12 Replies Latest reply: Oct 10, 2013 6:15 AM by Billy~Verreynne Branched to a new discussion. RSS

    Affect on query performance by daily partitioning

    Moazzam

      We are using Oracle 10g R2 on Linux platform.

       

      We have a cash balance table containing more than 500 million records, Rang-List partitioned. We have to merge 2 million records daily into this table. Previously we had 6 monthly partitions (two partitions in a year), the merge statement used to merge data from staging into this cash balance table took hours to load it. Now we have decided to make this table daily partitioned. As a result, the merge statement is taking only minutes to load data.

       

      Some people are saying that by daily partition, the performance of select statement against this table shall be slow. The select statements that want to get balance for last 6 months shall be slow because query executor shall have to scan a lot of partitions. I am currently setting up environment to test it. Can anybody currently tell me from experience about affect on Select queries after this change.

       

      Thanks.

        • 1. Re: Affect on query performance by daily partitioning
          SomeoneElse

          > Can anybody currently tell me from experience about affect on Select queries after this change.

           

          Depends on the query.  Ultimately, you'll have to test your queries against your data.

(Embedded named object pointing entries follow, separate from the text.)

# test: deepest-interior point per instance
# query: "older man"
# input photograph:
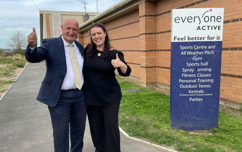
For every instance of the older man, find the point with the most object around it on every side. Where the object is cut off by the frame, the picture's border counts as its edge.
(61, 88)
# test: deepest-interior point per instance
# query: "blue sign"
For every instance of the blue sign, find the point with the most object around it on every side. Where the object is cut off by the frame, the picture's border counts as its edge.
(195, 68)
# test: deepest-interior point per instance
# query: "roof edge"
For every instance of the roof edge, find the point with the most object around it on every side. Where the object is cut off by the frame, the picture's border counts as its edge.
(110, 12)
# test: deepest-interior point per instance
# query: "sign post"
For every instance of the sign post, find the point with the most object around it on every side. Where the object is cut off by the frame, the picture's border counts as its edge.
(196, 46)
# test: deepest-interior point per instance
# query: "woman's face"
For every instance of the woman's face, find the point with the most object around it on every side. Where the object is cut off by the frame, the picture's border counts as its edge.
(98, 36)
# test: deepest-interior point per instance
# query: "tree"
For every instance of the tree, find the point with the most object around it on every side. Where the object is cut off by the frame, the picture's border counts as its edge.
(1, 50)
(17, 41)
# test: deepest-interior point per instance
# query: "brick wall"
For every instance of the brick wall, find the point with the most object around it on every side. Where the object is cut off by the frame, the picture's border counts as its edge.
(144, 36)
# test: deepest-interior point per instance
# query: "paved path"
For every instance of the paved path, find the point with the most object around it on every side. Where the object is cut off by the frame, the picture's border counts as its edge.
(25, 123)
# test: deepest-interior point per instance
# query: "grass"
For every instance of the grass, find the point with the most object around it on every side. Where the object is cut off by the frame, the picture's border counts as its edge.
(12, 63)
(2, 83)
(146, 115)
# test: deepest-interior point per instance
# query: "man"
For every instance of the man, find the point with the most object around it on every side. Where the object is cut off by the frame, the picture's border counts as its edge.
(61, 88)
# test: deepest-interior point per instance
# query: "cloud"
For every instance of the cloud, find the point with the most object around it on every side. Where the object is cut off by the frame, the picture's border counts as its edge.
(23, 15)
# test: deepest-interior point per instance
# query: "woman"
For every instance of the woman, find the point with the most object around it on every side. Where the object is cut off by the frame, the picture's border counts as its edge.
(102, 91)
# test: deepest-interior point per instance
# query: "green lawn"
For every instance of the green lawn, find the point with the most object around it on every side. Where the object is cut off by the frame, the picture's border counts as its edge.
(146, 115)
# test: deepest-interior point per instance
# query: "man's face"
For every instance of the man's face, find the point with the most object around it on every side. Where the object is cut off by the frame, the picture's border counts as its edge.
(69, 30)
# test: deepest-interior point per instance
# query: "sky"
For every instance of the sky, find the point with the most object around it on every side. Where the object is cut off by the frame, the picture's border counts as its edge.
(23, 15)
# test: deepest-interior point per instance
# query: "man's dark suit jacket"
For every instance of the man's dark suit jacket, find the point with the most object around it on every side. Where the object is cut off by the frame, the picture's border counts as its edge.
(52, 50)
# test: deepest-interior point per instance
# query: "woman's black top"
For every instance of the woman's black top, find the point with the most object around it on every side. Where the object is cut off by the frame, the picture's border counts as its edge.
(100, 85)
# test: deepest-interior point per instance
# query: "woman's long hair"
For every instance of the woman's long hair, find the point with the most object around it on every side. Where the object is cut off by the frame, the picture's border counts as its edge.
(92, 46)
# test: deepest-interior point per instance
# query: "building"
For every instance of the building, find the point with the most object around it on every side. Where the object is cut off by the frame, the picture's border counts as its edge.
(141, 29)
(51, 21)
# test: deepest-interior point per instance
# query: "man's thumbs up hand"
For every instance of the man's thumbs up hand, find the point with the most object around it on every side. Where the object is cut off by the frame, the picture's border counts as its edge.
(32, 38)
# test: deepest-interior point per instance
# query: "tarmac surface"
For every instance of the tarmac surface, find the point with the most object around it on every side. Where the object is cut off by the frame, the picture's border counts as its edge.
(25, 124)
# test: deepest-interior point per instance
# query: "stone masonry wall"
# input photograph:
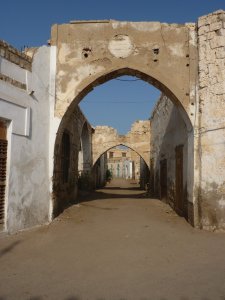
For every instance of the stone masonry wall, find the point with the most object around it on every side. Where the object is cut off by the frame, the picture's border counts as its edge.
(137, 139)
(66, 193)
(211, 40)
(15, 56)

          • 2. Re: Affect on query performance by daily partitioning
            rp0428
            We are using Oracle 10g R2 on Linux platform.

             

            We have a cash balance table containing more than 500 million records, Rang-List partitioned. We have to merge 2 million records daily into this table. Previously we had 6 monthly partitions (two partitions in a year), the merge statement used to merge data from staging into this cash balance table took hours to load it. Now we have decided to make this table daily partitioned. As a result, the merge statement is taking only minutes to load data.

             

             

            If you have already 'decided to make this table daily partitioned' then you must have ALREADY conducted testing that showed what the impact of that would be for your particular use cases. If you did NOT conduct such testing then someone there made an incompetent decision.

             

            The time to ask such questions is BEFORE a decision is made, not afterward.

            Some people are saying that by daily partition, the performance of select statement against this table shall be slow. The select statements that want to get balance for last 6 months shall be slow because query executor shall have to scan a lot of partitions.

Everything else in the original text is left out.